For many of us, we learned that taking care of the needs of others and minimizing our own meant the preservation of our survival.
In response, we learned to always give people the benefit of the doubt, create stories and excuses for their behavior, provide them with 2nd, 3rd, and 4th tries, or offer them more compassion than we would show ourselves—at the cost of our energy and sense of stability.
This pattern gets reinforced when people say how kind and caring we are. We might have made careers out of tending to others over ourselves- and not quite grasping the consequences of this pattern until we faced severe burnout.
Let's break down the difference between empathetic bypassing and empathy:
Empathetic bypassing is making excuses for other people's behavior as a means to override and deny our response to the situation or person. It's a way of reenacting the lack of validation and support for expressing our emotions and needs we experienced when we were younger.
On the other hand, empathy is the ability to connect with another person's perspective, thoughts, and feelings—even when you can't fully understand them. Genuine empathy is when we can be in relation to someone else's experience and our own.
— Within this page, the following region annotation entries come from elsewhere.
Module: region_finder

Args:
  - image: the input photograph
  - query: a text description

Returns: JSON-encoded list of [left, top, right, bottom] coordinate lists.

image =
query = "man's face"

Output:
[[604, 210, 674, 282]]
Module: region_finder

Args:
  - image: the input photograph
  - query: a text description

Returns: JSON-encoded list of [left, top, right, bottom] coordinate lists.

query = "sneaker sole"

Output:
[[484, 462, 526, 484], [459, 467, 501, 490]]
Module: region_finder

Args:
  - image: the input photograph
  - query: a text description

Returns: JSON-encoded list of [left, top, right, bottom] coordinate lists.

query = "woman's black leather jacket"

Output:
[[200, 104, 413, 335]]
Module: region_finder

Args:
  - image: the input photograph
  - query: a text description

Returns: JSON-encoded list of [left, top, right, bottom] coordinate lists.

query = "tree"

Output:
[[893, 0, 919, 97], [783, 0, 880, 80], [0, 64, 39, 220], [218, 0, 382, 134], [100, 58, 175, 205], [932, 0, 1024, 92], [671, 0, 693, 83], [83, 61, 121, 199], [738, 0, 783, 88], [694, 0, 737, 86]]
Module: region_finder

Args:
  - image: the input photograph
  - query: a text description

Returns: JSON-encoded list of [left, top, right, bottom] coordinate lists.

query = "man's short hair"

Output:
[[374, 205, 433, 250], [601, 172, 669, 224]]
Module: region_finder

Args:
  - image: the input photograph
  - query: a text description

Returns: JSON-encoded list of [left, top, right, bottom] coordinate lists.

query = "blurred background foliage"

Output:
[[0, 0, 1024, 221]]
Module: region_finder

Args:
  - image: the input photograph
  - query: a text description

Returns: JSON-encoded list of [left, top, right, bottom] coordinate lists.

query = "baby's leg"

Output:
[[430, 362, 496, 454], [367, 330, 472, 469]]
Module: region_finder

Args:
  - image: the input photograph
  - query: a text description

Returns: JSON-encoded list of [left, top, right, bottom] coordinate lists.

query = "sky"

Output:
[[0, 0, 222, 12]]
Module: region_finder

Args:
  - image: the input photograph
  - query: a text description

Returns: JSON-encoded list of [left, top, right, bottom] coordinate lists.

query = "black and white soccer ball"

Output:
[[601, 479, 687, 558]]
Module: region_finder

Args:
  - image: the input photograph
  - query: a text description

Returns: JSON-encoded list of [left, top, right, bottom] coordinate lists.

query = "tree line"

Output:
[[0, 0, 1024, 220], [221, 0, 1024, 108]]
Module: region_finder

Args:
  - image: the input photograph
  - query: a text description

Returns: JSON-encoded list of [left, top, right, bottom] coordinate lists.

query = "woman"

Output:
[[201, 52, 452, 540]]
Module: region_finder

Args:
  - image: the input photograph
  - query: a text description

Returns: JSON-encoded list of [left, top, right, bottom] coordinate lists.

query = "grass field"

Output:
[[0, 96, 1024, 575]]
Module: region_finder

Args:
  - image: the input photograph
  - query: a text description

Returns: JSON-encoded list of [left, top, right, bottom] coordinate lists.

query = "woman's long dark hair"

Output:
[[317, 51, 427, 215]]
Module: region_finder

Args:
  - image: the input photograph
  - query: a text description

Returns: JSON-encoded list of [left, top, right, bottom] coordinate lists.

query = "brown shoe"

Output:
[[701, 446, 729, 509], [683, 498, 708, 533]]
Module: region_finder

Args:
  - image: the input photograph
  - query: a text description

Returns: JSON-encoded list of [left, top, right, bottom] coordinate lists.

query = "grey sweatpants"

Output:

In other words, attending and connecting with their lived reality does not override our own.
Empathetic bypassing sounds like this:
My parents just didn't know better and it was a long time ago, so I'm fine.
They are just so busy and overwhelmed—they are doing the best they can.
My response to this situation is just an overreaction—they have a valid reason for not meeting my needs (even after I expressed them).
Empathy can sound like this:
That sounds really difficult; I'm here with you.
I can understand my parents didn't know what they were doing, and I can honor my anger and hurt that is still present.
If you use "compassion" to deny yourself of any emotion like anger, disappointment, sadness, confusion, joy, etc., take some moments to honor why there might be suppression of these particular or all feelings, and see if you can connect with what's beneath the overriding.